Monday, March 24, 2014



                      REFLECTIONS ON THE EXCESSES OF THE NSA  3/24/2014

This Week the President had a meeting with a number of electronic media
magnates including Google and Facebook about excessive surveillance
by the NSA. It should be noted that it appears that most of these institutions
have for years been secretly supplying the NSA with information on our personal
communications, without protest. That is until Edward Snowden, the now
infamous whistle blower, informed us all about the dragnet information
being culled by this agency.
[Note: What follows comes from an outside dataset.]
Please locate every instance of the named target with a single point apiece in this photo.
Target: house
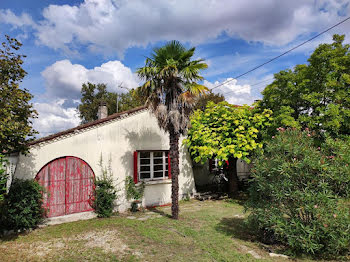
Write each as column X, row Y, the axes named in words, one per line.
column 129, row 143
Now there appears to some interest on the part of
electronic media outlets to salve their conscience by tepid protest over these
activities.
Why should we care if the NSA tracks information about us?
Most of us have done, said , or written something in our past that would
embarrass us if it were to become public knowledge. Or perhaps we associated
with “the wrong crowd” for a period of time in our lives. Most people then
change perspectives, and go on with their lives.
What if there were an agency that was empowered to collect information on
what everyone did, said, or wrote, and held it for an indefinite period of time?
Eventually some of this information, through timely leaks, would serve to destroy
 the social, financial, and/or political aspirations of many individuals. Such is the
nature of politically and ideologically influenced institutions.
There is now such an agency which aspires to collect information on all that you
do, say, or  write. It is the National Security Agency (NSA)
Governmental excesses like those currently demonstrated by the NSA were
anticipated by the writers of The Bill Of Rights who, in the 4th Amendment,
penned a citizens protection against “unreasonable search and seizure”.
The National Security Agency, and it’s apologists defer that they are only
attempting  to protect Americans from the ravages of terrorists bent on
widespread mayhem. Why then is there no transparency in their activities? Why
has there no meaningful oversight of this surveillance? Why must they
collect data on those suspected of no crimes, data to be cataloged and held in
 perpetuity without timed destruction (perhaps after five years)?

What must be done?
If these activities of our security agencies are not decisively, and quickly halted
and reversed, our democratic ideals, which have served is well for more than two
 centuries, will wither.  Tyranny will quickly follow. Autocratic rule will inevitably
 be foisted upon us. Meaningful representative government will cease to exist.
We will all live in constant fear of being observed, discovered, “found out”,
or that information from our past will come back to haunt or destroy us.
Life will become an oppressive experience for thoughtful and expressive
individuals.
People with social sensitivity, academics, politicians, and people in power must
step up and talk about this threat to our individual liberties. Our sitting President
seems oblivious to the implications of the dark forces working to unravel this
great experiment in personal freedom.